The Remain camp argues that the UK has secured exemptions from many EU decisions, such as the Eurozone and the Schengen Agreement, and so can still exercise its national sovereignty.
They believe surrendering sovereignty can have wider benefits for British people, such as access to EU markets and collaborating on security arrangements.
They assert all nations have lost some degree of sovereignty already because the world is more interdependent: issues such as terrorism and climate change do not recognise national borders and so need international efforts to tackle them.
They argue that the UK would still be affected by EU law if we left – in the way Norway is – and so it is better to be a member of the EU, able to influence these rules, than out of it without a say.

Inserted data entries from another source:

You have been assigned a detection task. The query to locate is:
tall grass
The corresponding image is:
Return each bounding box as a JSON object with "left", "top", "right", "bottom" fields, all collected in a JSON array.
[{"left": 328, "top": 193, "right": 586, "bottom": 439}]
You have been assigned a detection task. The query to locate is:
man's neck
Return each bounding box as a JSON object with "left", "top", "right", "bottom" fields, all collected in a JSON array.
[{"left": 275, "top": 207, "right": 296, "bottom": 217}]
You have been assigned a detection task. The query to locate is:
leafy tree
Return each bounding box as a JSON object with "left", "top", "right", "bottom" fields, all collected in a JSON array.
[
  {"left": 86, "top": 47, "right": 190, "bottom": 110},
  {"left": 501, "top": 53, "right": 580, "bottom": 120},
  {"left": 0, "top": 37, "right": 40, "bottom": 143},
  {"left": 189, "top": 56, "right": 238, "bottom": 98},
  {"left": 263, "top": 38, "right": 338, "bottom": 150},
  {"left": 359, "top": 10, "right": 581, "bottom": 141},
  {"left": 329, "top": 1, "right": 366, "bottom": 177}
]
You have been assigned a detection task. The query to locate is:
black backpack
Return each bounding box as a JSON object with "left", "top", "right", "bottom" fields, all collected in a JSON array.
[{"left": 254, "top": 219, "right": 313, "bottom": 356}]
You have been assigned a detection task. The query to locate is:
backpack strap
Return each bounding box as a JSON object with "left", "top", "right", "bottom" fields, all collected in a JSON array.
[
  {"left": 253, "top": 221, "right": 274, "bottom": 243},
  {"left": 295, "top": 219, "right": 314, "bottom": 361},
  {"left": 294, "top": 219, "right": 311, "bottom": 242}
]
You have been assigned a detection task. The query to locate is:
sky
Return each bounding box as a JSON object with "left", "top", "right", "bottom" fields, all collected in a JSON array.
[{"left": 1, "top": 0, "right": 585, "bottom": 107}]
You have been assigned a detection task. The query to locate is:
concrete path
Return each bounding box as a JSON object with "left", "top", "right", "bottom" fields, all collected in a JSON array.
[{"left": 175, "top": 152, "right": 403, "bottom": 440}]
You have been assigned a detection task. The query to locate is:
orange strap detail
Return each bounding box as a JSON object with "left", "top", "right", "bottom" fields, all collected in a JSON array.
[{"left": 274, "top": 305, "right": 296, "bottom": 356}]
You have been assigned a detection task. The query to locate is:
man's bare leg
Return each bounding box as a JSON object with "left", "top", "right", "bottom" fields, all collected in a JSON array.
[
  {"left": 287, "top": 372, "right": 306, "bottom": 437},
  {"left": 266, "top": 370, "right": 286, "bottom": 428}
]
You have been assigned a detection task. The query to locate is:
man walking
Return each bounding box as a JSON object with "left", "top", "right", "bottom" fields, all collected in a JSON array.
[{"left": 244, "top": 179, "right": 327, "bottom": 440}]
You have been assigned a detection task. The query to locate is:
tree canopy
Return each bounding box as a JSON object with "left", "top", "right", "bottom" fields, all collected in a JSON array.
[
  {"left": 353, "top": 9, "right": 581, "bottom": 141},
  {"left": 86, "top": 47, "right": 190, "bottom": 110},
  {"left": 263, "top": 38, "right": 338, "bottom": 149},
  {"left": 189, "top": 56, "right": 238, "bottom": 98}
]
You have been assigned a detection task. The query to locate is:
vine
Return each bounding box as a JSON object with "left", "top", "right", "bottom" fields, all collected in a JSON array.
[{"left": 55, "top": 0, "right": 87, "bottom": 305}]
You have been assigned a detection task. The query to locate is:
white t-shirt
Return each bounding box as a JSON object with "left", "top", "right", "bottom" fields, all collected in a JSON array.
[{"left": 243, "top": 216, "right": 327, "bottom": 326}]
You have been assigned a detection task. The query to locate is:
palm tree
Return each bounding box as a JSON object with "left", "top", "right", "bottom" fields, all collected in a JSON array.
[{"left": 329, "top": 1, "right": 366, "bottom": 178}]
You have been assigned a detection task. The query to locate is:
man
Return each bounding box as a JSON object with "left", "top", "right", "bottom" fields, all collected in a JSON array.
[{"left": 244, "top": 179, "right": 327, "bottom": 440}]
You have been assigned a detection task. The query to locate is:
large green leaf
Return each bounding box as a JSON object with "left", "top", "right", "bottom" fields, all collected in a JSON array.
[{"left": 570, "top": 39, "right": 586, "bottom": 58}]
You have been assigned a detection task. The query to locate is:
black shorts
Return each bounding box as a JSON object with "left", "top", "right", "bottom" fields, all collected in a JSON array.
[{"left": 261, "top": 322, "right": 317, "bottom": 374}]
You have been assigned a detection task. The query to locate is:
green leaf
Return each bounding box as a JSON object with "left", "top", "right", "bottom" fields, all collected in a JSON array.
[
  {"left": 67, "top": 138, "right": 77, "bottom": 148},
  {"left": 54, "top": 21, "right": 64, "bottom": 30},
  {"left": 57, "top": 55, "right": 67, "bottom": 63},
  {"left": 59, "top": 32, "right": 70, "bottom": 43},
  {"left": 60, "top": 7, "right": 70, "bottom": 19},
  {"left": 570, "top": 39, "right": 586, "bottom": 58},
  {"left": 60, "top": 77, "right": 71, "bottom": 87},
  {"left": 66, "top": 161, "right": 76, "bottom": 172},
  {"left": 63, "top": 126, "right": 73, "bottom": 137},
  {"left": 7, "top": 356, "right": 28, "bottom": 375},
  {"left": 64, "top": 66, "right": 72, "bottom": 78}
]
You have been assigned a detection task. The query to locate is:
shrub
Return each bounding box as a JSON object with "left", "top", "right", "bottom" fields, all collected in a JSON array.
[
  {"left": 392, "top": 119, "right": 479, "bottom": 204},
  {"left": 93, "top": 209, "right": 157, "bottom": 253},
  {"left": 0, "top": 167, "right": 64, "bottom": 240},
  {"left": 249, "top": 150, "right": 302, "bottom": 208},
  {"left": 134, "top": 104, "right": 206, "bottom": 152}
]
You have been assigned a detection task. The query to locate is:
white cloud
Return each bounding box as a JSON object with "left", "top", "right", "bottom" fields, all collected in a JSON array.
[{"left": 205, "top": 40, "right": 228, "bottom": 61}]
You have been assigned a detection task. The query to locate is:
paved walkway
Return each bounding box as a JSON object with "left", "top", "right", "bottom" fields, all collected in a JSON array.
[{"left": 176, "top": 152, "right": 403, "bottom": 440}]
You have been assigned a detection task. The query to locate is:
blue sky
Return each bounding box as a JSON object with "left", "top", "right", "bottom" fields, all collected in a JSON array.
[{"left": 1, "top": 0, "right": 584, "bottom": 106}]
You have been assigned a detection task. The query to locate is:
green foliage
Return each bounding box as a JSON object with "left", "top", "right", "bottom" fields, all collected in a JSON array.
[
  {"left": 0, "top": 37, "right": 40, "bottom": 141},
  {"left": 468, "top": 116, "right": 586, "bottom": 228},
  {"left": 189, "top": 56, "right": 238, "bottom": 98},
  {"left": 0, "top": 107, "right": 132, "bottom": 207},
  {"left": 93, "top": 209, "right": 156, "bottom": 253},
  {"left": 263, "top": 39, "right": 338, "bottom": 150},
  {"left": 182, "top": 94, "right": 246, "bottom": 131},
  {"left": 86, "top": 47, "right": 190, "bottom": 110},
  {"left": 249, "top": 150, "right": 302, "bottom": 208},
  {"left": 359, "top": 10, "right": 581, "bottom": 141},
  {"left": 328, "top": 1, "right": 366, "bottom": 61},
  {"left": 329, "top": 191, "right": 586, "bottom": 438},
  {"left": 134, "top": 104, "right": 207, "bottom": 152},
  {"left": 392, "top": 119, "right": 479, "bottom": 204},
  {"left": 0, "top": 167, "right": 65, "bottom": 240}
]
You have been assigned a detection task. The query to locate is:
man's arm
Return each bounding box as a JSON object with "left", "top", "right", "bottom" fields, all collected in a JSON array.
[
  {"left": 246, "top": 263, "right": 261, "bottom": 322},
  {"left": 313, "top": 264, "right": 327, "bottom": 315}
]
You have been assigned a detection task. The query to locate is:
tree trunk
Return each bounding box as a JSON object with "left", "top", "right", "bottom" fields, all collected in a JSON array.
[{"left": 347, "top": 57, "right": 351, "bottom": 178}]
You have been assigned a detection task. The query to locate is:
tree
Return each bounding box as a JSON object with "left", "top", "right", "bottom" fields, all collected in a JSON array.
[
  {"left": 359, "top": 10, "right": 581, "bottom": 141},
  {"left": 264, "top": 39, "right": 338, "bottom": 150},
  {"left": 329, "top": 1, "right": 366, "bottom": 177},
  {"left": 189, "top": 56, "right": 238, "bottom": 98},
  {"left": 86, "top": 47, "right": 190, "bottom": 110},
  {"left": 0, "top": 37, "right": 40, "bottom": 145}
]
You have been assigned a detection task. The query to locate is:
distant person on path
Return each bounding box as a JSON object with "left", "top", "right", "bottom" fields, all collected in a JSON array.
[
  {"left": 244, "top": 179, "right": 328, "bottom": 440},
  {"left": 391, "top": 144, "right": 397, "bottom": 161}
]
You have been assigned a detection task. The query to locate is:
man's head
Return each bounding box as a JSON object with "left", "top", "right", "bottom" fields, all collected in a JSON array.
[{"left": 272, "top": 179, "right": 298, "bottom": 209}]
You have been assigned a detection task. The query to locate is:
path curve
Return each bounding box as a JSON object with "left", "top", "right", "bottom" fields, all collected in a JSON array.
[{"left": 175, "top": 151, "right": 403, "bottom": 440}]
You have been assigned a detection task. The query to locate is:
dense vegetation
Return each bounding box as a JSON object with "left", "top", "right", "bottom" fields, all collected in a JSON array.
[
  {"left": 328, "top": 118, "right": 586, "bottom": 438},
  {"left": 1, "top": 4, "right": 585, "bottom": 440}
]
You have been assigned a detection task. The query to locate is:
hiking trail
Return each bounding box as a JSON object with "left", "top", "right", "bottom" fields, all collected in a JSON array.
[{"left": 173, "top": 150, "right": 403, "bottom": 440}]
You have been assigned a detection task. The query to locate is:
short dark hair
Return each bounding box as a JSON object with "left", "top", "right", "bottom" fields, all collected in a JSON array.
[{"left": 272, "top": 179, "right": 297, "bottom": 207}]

The Leave camp argues that the EU’s influence has extended beyond what we originally signed up to when we joined the European Economic Community in 1973, leading to what Boris Johnson describes as “a slow and invisible process of legal colonisation”.
They think it is unacceptable that UK citizens do not have the power to remove EU officials – such as MEPs from other member states or European Commissioners – who create laws that we have to follow.
They believe the UK Government is unable to react to domestic situations (such as the steel crisis) as it would like to because of the EU, meaning it prevents us from acting in our best interests.
They point to the fact that the European Court of Justice can overrule British legal decisions, such as on prisoner voting rights and extradition cases.
The EU has its own legislature (the European Parliament and the Council of the European Union), executive (the European Commission), and judiciary (the Court of Justice of the European Union), which work together to propose, pass and uphold EU laws. As these can mandate member states to implement legislation themselves, this does have some impact on whether the UK has the sovereignty to control its own laws and people. Ultimately, however, the EU tries to act in the interests of all member states, and the UK has the geopolitical and economic influence to negotiate on contentious areas. The arguments are divided between Remain camp, who believes that sacrificing some sovereignty to the EU has wider benefits for the UK, and Leave camp who thinks it prevents the country from acting in its best interests.